Good hygiene practices for Bearded dragon owners
In a summary, these are good hygiene principles for Bearded dragon owners:
- Do not touch your face while, or directly after, handling a Bearded dragon, the inside of its enclosure, feeder insects, or its substrate.
- Protect any open sores or wounds you might have on your hands before touching or handling a Bearded dragon.
- Wash and disinfect your hands (or in-contact skin) directly after handling a Bearded dragon, the inside of its enclosure, its food, or its substrate.
- Do not kiss a Bearded dragon or bring it close to your face.
- Do not eat while handling or even close in close proximity to Bearded dragons.
- Use safe, but proven disinfectants to wash, wipe or spray your hands.
Many diseases are transmitted through the mucous membranes of your mouth, eyes, and nose. Bringing a Bearded dragon close to your face can also allow micro-organisms to be inhaled while breathing. Some environmental bacteria will also be more than happy to grow on cuts and open wounds, causing serious wound infections. In these cases, it is better to use medical-grade disposable gloves while working with Bearded dragons.
Washing and disinfecting your hands
Washing and disinfecting your hands, including any other in-contact skin areas, after working with Bearded dragons are extremely important for Bearded dragons owners. By not doing so, microorganisms can remain on your skin for long periods and can still infect humans and other Bearded dragons.
Cleaning refers to either removal, wiping, or washing with water/soap after which it is dried. Disinfection refers to the cleaning of live tissues e.g. your hands, and hard surfaces with something that kills micro-organisms. Many disinfectants are in the form of hand soaps, sprays, wipes, and gels. These are popularly used and double up as a cleaning soap too.
There are various disinfectants on the market today. As mentioned earlier, they can be in the form of soaps, sprays, wipes, and gels. Some disinfectant products are sold as ready-to-use (RTU) while others are in a concentrated form that needs controlled dilution before it can be used.
Health & Hygiene’s F10 product range is tested safe and efficient to be used with Bearded dragons, reptiles, and other animals. Various forms of contact sprays, hand soaps, and gels are available from most veterinarians and some good pet shops.
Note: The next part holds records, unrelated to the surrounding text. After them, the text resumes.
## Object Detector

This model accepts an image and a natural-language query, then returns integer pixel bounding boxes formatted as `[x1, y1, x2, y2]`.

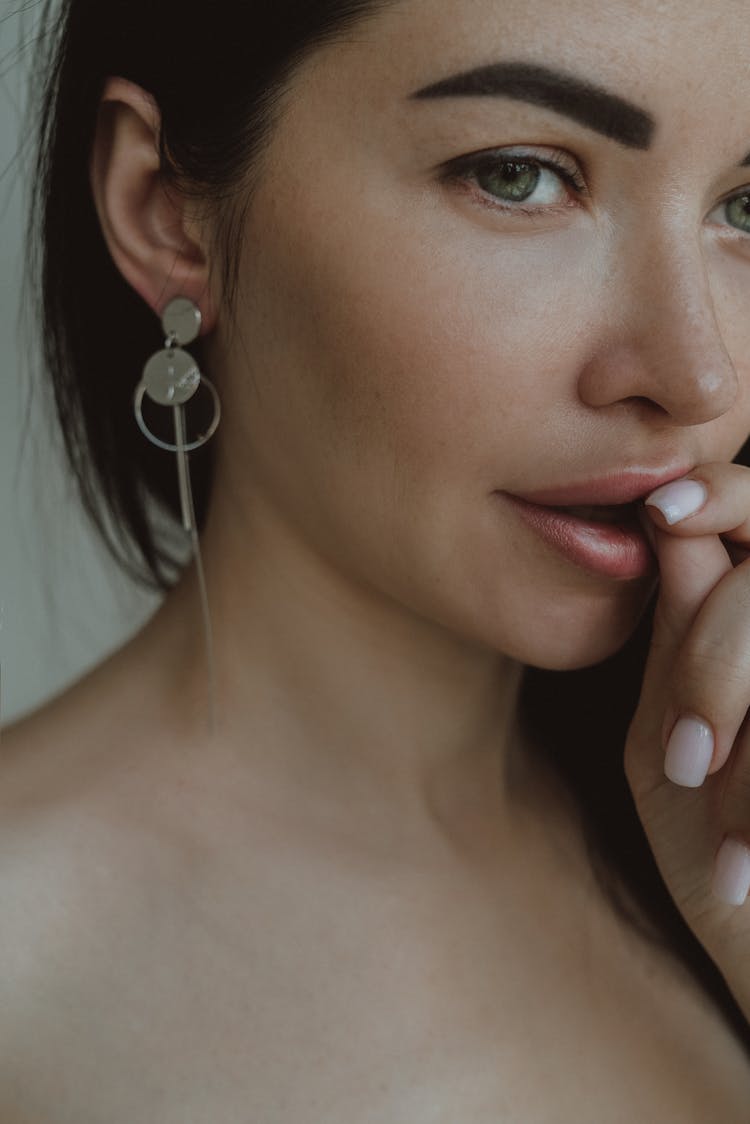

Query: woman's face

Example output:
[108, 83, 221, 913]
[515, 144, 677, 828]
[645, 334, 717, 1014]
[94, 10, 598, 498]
[209, 0, 750, 669]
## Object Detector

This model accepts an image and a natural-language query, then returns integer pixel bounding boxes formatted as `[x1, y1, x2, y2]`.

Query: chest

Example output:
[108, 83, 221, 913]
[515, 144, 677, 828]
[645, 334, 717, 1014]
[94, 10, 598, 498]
[2, 845, 750, 1124]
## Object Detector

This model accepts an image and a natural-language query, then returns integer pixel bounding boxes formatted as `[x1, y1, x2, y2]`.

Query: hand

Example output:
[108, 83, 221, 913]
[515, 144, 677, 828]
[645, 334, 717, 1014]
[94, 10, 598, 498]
[624, 462, 750, 1018]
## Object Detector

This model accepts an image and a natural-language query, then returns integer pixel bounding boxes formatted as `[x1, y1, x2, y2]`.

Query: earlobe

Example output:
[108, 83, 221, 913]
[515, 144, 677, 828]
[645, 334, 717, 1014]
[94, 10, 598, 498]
[89, 78, 215, 333]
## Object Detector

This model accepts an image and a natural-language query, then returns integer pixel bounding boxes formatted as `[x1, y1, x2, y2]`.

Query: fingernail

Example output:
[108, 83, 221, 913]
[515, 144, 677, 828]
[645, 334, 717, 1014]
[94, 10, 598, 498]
[643, 480, 708, 525]
[665, 715, 714, 788]
[711, 837, 750, 906]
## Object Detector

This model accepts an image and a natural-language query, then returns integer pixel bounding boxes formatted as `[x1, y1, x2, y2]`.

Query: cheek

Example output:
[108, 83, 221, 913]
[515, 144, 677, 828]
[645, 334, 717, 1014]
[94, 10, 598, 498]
[241, 188, 598, 501]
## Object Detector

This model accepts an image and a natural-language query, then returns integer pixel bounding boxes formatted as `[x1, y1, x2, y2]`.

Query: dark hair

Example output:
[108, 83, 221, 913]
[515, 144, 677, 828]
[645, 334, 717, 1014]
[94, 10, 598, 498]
[23, 0, 750, 1054]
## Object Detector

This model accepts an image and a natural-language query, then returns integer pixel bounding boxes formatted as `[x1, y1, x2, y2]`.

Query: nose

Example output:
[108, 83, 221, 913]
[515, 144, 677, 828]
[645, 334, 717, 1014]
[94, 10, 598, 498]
[578, 225, 740, 426]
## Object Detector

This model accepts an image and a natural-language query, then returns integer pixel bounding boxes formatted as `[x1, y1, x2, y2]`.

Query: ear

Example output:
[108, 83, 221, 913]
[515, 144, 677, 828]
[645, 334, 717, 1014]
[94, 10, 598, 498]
[89, 78, 216, 335]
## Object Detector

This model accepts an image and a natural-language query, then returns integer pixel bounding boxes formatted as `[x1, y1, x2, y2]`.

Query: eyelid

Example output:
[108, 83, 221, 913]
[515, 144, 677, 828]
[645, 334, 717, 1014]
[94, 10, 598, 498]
[440, 144, 588, 196]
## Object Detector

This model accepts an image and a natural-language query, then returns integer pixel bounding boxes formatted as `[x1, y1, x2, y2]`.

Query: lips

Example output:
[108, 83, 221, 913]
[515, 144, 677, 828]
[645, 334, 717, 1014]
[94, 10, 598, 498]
[513, 464, 693, 509]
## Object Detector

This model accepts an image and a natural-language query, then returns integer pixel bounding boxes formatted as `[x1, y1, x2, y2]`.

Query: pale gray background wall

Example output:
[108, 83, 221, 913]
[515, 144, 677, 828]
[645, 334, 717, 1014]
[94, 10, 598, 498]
[0, 0, 157, 724]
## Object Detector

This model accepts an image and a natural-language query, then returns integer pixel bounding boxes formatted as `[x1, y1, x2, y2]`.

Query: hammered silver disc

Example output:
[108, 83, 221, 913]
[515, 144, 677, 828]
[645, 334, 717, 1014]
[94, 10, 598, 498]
[162, 297, 201, 345]
[143, 347, 200, 406]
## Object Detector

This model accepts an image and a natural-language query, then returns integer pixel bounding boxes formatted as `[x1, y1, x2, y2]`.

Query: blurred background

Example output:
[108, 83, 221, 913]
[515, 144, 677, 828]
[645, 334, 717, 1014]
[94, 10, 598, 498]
[0, 0, 159, 725]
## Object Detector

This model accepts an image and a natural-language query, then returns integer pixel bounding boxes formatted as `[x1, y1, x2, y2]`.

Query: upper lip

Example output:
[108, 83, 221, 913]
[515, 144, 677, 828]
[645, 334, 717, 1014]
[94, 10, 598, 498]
[510, 465, 693, 507]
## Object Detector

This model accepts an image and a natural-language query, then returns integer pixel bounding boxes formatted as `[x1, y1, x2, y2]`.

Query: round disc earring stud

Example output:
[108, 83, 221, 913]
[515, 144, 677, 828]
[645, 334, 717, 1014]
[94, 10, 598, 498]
[162, 297, 202, 346]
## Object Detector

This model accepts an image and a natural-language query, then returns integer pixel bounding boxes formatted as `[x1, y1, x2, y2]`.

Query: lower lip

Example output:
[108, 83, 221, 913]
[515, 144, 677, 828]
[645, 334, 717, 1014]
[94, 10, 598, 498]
[501, 492, 657, 581]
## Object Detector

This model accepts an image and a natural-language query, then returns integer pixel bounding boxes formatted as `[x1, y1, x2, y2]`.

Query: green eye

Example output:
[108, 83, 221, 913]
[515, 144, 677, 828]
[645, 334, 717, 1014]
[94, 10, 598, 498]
[724, 193, 750, 234]
[476, 160, 540, 202]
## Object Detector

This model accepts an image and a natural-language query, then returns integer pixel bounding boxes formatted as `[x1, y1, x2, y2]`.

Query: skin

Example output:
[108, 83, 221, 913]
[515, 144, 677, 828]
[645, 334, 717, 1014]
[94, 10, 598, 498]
[76, 0, 750, 837]
[7, 0, 750, 1122]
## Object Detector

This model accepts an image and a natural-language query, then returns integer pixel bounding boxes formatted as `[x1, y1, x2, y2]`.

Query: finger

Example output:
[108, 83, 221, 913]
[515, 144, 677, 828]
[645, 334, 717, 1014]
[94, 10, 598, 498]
[644, 461, 750, 549]
[652, 528, 728, 665]
[625, 527, 733, 798]
[663, 563, 750, 788]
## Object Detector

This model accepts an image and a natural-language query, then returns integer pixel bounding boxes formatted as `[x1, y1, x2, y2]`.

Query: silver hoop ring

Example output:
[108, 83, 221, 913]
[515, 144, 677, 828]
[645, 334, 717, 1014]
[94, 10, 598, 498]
[133, 374, 222, 453]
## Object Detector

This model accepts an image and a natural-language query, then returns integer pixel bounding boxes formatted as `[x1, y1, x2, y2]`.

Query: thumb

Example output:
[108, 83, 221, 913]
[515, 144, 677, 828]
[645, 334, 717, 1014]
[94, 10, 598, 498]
[626, 505, 733, 794]
[639, 505, 733, 685]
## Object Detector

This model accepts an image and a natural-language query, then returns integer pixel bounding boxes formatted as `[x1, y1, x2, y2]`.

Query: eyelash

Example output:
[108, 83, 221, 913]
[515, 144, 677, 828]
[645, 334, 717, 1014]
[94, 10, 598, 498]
[442, 148, 750, 238]
[442, 148, 588, 216]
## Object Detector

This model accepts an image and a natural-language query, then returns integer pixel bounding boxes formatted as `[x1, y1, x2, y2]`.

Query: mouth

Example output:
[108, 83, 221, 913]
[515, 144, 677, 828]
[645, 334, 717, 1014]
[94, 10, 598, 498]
[550, 500, 640, 527]
[497, 492, 657, 581]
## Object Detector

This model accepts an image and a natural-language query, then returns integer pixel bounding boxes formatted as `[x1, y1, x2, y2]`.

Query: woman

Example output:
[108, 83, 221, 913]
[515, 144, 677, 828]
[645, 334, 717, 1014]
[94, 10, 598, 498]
[0, 0, 750, 1124]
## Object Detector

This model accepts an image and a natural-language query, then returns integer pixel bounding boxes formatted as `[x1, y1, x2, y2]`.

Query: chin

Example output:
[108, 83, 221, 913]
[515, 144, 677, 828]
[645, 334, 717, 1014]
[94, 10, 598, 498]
[500, 583, 654, 671]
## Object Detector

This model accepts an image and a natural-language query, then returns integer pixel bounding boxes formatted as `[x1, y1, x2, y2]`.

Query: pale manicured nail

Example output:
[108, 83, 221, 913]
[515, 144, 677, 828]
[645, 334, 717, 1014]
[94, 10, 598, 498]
[711, 839, 750, 906]
[665, 715, 714, 788]
[643, 480, 708, 525]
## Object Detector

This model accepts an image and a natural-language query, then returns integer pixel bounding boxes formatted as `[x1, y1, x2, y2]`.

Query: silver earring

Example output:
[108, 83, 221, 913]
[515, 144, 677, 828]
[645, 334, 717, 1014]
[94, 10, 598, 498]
[134, 297, 222, 532]
[133, 297, 222, 733]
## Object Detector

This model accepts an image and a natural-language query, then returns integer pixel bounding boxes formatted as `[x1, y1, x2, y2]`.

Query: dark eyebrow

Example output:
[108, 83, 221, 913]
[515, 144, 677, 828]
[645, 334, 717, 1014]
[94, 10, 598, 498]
[409, 62, 656, 148]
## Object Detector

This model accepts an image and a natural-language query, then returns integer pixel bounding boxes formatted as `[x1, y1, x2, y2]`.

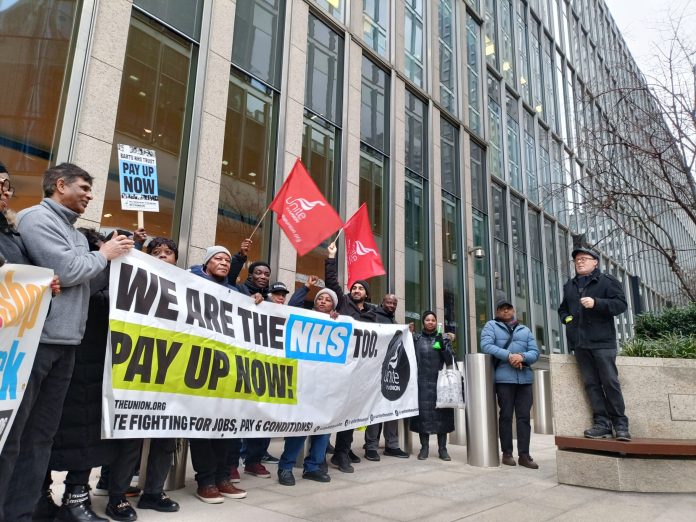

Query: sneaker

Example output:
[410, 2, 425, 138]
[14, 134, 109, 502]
[220, 480, 246, 498]
[244, 462, 271, 478]
[302, 469, 331, 482]
[138, 491, 179, 513]
[517, 455, 539, 469]
[384, 448, 410, 459]
[365, 450, 379, 462]
[92, 477, 109, 497]
[278, 469, 295, 486]
[437, 448, 452, 462]
[330, 453, 355, 473]
[616, 427, 631, 442]
[196, 486, 225, 504]
[126, 486, 142, 497]
[502, 453, 517, 466]
[261, 452, 280, 464]
[106, 498, 138, 521]
[584, 424, 614, 439]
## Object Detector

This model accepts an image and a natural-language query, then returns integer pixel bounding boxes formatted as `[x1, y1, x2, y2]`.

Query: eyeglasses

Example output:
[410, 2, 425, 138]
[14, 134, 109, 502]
[0, 179, 14, 197]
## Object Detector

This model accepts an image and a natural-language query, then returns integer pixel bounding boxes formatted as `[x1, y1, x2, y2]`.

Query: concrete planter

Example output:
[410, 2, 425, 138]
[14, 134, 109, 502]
[551, 355, 696, 440]
[550, 355, 696, 493]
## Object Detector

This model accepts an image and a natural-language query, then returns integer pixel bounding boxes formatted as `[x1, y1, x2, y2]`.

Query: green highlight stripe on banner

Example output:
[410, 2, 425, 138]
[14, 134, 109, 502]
[109, 319, 298, 404]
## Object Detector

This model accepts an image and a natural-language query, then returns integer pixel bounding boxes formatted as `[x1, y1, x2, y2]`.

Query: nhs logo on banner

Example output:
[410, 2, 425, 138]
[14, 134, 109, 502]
[285, 315, 353, 364]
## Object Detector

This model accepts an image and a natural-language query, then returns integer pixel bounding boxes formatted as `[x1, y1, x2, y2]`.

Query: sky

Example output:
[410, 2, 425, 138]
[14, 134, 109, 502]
[604, 0, 696, 74]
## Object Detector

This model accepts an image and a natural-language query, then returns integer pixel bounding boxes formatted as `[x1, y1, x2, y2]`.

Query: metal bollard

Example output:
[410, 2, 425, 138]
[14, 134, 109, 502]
[532, 370, 553, 435]
[164, 439, 188, 491]
[466, 353, 500, 468]
[449, 361, 469, 446]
Parents that keep Bearded dragons, or any other pet, should be responsible by teaching their children to wash and disinfect their hands frequently.
Humans that are at risk
It must be said that the chances are relatively small for contracting a disease from Bearded dragons, especially when there are only one or two and when proper hygiene is practiced. Although anyone might still be at risk, some people are more at risk than others. These include children, elderly people, and people that suffer from conditions that suppress their immune systems or where the immune system has not developed (e.g. HIV, cancer, chemotherapy, etc.).